Theory and application of Fermi pseudo-potential in one dimension

TL;DR

This paper develops a one-dimensional theory of Fermi pseudo-potentials, revealing new interaction terms and applying them to model quantum memory in two-channel scattering scenarios.

Contribution

It introduces a comprehensive one-dimensional Fermi pseudo-potential framework, including the odd and even components, and demonstrates its application to quantum memory modeling.

Findings

The general one-point interaction includes delta and two Fermi pseudo-potentials.

The even Fermi pseudo-potential is a novel and significant addition.
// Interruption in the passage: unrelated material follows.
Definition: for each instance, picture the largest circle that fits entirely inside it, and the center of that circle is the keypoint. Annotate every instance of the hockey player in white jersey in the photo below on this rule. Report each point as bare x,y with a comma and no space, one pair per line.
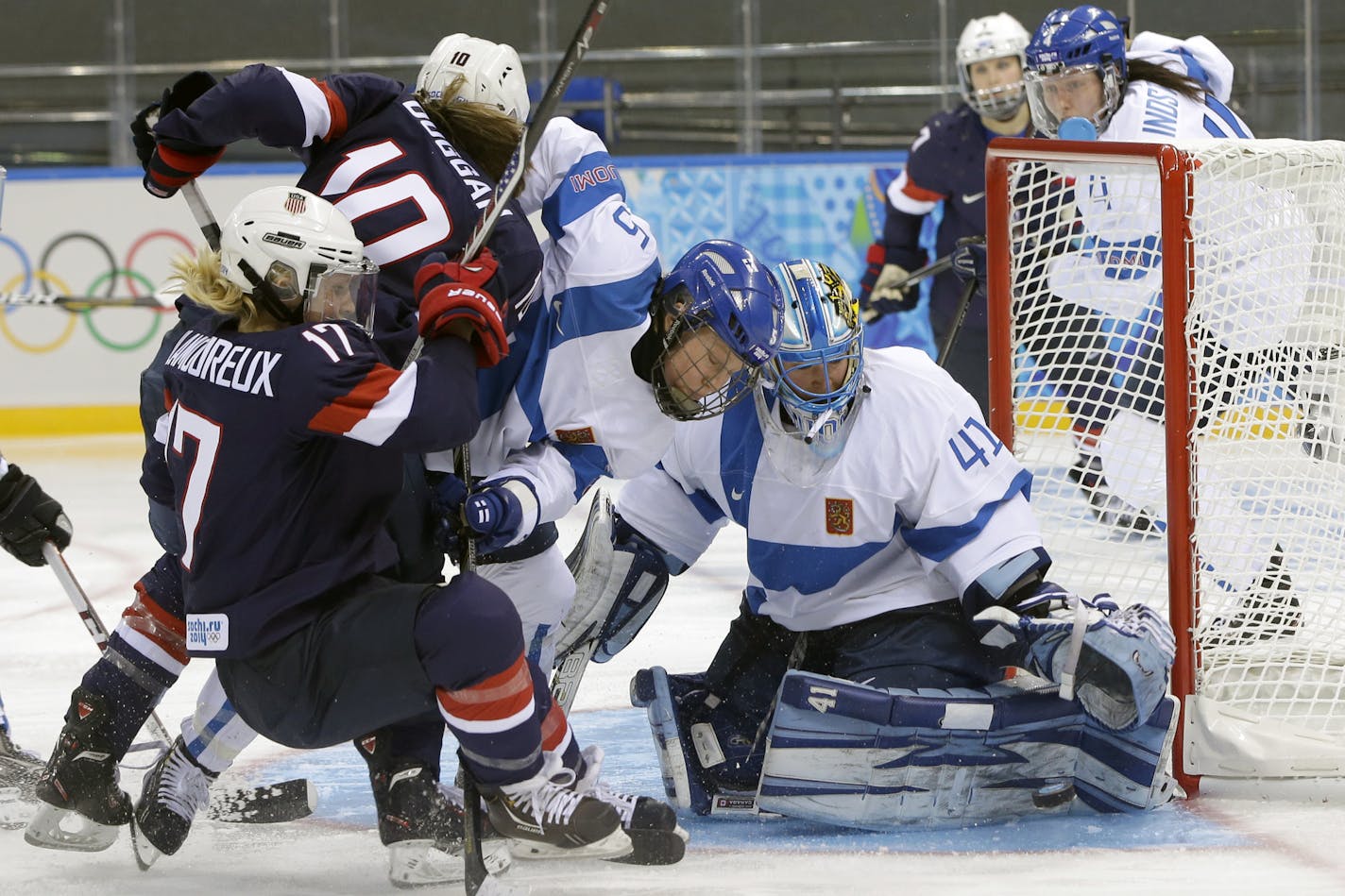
1157,89
880,599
Application to quantum memory shows potential for quantum computing implementations.

Abstract

The theory of interaction at one point is developed for the one-dimensional Schrodinger equation. In analog with the three-dimensional case, the resulting interaction is referred to as the Fermi pseudo-potential. The dominant feature of this one-dimensional problem comes from the fact that the real line becomes disconnected when one point is removed. The general interaction at one point is found to be the sum of three terms, the well-known delta-function potential and two Fermi pseudo-potentials, one odd under space reflection and the other even. The odd one gives the proper interpretation for the delta'(x) potential, while the even one is unexpected and more interesting. Among the many applications of these Fermi pseudo-potentials, the simplest one is described. It consists of a superposition of the delta-function potential and the even pseudo-potential applied to two-channel scattering. This simplest application leads to a model of the quantum memory, an essential component of any quantum computer.